Todung khawatir langkah Soekarwo akan menimbulkan efek berantai ke daerah lain terkait aktivitas Ahmadiyah. "Akan jadi preseden berbahaya karena ditiru oleh provinsi lain," imbuhnya.
Lebih lanjut, pelarangan Ahmadiyah berakibat pada runtuhnya pilar negara yang dikenal plural dan penuh toleransi. Dunia akan mencibir demokrasi Indonesia yang tidak melindungi kaum minoritas.
"Perlu dicatat bahwa pelarangan ini akan ditafsirkan sebagai lampu hijau untuk mengusir dan menghabisi Ahmadiyah," tuturnya.
Sebelumnya, Gubernur Jatim Soekarwo resmi melarang Ahmadiyah beraktivitas di Jawa Timur. Larangan tersebut tertuang dalam SK Gubernur Nomor 188/94/KPTS/013/2011.

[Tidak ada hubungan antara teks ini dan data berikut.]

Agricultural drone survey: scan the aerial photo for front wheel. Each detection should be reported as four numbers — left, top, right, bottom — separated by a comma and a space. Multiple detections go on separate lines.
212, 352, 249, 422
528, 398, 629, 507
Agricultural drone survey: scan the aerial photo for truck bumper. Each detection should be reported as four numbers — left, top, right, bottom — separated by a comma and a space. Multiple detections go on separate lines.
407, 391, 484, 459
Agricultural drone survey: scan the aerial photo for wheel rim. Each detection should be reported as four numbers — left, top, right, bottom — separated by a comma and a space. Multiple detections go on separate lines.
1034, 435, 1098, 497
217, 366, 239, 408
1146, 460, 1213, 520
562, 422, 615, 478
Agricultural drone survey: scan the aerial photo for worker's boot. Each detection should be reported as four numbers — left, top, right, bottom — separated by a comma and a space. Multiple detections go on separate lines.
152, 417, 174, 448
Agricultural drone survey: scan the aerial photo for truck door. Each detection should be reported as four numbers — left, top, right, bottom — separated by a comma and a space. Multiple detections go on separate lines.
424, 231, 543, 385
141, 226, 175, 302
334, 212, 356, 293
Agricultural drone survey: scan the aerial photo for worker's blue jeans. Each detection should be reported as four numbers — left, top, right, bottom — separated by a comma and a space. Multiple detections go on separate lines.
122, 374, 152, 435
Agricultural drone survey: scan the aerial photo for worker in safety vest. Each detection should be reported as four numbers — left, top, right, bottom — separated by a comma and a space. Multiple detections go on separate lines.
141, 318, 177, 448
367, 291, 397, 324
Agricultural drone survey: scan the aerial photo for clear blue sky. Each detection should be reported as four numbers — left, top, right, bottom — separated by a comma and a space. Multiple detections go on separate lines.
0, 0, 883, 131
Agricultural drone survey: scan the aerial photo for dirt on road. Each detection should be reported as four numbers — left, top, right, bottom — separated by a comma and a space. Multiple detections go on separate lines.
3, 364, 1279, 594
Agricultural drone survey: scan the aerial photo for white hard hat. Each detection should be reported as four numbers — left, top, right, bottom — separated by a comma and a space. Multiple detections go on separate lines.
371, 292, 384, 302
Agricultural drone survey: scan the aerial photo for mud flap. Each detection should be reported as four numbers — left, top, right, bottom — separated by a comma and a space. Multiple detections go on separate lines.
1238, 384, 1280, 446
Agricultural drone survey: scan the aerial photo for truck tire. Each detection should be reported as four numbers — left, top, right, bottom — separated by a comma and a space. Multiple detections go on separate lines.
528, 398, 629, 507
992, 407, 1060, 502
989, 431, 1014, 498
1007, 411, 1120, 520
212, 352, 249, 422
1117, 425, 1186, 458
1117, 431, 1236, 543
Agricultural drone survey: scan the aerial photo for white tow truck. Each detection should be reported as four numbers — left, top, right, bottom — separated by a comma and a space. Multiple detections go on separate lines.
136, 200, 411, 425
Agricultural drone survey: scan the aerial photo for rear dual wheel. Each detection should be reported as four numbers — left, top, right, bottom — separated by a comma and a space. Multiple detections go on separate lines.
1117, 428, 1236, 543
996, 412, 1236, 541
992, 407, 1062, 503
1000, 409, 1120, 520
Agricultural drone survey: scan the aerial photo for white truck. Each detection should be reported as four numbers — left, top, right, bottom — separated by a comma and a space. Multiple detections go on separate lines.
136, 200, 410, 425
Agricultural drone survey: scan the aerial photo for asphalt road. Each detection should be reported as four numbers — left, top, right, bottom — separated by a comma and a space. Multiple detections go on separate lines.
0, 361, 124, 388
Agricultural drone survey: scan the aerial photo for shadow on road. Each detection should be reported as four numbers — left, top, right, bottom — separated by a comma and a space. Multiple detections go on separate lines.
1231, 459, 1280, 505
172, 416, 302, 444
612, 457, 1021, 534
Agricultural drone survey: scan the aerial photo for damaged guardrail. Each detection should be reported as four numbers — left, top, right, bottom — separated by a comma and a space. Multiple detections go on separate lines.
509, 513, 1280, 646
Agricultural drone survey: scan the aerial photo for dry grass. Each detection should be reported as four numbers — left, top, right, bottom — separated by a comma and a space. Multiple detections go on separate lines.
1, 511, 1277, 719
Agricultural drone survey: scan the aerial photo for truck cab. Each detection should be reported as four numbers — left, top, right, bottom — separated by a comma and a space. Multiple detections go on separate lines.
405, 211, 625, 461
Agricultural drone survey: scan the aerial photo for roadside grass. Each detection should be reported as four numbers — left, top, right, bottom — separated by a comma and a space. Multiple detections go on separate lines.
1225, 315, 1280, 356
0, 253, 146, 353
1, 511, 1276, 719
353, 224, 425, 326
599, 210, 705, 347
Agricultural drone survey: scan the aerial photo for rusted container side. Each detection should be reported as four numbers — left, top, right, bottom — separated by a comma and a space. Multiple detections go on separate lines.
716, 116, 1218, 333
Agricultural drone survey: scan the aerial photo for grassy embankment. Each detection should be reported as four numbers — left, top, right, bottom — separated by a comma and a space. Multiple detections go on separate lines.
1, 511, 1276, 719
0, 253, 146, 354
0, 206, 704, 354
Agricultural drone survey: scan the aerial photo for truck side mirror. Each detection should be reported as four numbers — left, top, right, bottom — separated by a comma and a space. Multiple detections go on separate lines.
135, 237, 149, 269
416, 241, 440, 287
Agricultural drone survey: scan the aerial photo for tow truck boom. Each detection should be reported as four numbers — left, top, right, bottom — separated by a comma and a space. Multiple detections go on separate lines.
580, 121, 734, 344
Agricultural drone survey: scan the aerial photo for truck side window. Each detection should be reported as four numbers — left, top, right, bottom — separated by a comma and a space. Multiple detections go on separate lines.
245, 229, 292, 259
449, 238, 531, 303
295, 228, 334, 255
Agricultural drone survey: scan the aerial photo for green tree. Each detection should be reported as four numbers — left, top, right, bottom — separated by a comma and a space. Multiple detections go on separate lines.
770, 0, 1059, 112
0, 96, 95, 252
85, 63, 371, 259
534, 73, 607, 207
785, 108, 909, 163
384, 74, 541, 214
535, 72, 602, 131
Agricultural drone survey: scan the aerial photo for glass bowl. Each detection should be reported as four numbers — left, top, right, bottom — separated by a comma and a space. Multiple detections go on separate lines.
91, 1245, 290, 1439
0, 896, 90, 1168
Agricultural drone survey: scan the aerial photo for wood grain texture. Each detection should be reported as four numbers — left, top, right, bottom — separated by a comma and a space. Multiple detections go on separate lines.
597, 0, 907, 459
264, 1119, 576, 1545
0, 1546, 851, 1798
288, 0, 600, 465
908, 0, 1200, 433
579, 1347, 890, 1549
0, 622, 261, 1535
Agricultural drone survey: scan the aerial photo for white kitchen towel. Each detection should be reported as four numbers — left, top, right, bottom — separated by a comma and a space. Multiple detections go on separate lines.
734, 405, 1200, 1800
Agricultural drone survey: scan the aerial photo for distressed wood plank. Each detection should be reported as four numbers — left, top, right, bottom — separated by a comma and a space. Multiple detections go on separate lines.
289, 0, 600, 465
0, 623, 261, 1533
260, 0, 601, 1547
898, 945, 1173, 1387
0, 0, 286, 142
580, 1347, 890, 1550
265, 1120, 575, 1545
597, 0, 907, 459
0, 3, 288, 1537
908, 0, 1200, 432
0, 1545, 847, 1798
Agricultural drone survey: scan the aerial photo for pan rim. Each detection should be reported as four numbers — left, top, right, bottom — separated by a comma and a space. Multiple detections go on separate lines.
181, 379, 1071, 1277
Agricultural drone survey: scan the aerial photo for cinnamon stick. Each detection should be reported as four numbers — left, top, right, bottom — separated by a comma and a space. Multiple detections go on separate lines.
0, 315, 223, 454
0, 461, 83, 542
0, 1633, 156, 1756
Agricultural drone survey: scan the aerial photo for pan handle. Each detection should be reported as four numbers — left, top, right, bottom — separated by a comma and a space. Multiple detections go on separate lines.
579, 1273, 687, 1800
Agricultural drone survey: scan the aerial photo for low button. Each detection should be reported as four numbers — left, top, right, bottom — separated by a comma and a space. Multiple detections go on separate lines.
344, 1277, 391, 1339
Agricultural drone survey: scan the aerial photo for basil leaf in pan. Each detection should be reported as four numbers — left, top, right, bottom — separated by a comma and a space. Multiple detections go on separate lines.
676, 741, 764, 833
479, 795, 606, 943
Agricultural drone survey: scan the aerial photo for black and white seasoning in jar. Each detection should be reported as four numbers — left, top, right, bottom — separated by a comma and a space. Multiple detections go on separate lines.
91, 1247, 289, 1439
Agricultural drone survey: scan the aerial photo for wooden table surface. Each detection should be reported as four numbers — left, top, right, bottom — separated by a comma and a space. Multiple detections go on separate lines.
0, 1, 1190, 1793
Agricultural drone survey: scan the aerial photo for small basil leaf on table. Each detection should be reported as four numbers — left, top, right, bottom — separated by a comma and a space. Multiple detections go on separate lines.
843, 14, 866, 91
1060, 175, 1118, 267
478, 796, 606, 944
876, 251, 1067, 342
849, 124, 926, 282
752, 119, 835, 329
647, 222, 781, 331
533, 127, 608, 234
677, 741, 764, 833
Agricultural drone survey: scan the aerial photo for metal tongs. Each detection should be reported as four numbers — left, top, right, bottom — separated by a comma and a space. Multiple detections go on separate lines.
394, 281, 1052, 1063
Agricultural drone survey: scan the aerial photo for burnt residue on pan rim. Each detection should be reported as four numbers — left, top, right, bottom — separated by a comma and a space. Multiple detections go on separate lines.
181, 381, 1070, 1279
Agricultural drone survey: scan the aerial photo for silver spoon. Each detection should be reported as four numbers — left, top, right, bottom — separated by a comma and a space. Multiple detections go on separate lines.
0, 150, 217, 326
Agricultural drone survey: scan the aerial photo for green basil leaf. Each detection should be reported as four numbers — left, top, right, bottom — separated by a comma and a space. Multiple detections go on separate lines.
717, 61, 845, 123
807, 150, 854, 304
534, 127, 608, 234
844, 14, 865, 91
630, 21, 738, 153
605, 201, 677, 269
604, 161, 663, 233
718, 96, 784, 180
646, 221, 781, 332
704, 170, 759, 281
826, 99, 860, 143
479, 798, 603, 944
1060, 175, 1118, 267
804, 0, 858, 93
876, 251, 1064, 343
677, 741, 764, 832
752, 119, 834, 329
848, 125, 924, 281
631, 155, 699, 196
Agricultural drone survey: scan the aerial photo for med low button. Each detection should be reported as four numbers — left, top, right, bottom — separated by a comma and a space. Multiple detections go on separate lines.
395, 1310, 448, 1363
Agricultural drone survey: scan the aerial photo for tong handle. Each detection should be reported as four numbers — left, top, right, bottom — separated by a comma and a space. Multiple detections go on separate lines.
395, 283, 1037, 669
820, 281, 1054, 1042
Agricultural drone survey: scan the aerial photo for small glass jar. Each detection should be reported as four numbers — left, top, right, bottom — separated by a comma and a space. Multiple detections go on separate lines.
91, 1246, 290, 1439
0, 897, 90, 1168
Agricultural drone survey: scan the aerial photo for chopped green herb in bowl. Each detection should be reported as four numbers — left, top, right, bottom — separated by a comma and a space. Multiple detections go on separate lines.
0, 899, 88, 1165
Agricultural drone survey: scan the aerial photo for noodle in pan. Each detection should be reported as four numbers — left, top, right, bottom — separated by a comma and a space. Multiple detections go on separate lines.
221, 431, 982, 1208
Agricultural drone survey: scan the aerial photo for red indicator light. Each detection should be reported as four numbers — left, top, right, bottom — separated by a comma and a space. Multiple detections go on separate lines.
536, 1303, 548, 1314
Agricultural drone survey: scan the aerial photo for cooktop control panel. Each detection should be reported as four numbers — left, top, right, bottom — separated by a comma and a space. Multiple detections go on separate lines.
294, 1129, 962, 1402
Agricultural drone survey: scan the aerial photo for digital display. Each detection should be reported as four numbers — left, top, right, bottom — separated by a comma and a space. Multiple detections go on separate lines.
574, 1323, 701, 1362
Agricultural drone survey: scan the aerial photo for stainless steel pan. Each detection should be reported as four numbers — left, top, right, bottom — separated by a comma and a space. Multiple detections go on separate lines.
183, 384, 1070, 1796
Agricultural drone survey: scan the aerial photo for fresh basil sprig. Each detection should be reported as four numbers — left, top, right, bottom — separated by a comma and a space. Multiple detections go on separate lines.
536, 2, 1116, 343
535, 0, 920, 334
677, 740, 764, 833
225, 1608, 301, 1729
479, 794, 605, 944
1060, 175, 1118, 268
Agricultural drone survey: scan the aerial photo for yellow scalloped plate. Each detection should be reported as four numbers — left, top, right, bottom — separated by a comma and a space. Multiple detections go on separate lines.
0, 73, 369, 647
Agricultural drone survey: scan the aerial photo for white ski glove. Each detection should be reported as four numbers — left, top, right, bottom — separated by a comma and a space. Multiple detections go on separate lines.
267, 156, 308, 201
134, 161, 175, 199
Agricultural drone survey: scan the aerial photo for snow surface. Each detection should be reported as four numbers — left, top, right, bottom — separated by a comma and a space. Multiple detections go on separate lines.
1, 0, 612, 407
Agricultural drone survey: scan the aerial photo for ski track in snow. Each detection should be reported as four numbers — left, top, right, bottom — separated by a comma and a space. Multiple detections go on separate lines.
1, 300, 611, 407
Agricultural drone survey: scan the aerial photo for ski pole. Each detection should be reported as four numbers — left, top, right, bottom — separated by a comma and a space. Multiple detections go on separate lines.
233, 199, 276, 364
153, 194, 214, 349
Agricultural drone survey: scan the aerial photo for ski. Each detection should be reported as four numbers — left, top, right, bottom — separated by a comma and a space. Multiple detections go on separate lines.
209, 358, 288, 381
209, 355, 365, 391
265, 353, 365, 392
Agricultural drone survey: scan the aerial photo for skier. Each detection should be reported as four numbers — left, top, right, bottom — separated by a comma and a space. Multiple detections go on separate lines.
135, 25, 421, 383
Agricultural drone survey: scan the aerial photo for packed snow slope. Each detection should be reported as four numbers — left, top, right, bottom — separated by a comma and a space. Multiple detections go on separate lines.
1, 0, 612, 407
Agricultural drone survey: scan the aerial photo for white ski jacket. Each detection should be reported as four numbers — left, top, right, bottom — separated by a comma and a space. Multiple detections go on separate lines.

Ada empat poin penting yang harus dipatuhi jemaat Ahmadiyah yang tertuang dalam Surat Keputusan (SK) Gubernur Jatim Nomor 188/94/KPTS/013/2011:
1. Dilarang menyebarkan ajaran Ahmadiyah secara lisan, tulisan maupun melalui media elektronik;
2. Dilarang memasang papan nama Organisasi Jemaat Ahmadiyah Indonesia (JAI) di tempat umum;
3. Dilarang memasang papan nama pada masjid, musala, lembaga pendidikan dan lain lain dengan identitas jemaat JAI;
4. Dilarang menggunakan atribut jemaat ahmadiyah Indonesia (JAI) dalam segala bentuknya.
Keputusan tersebut dibacakan gubernur di depan pimpinan media dan tokoh agama di Gedung Negara Grahadi, Jalan Gubernur Suryo, Surabaya, Senin (28/2/2011).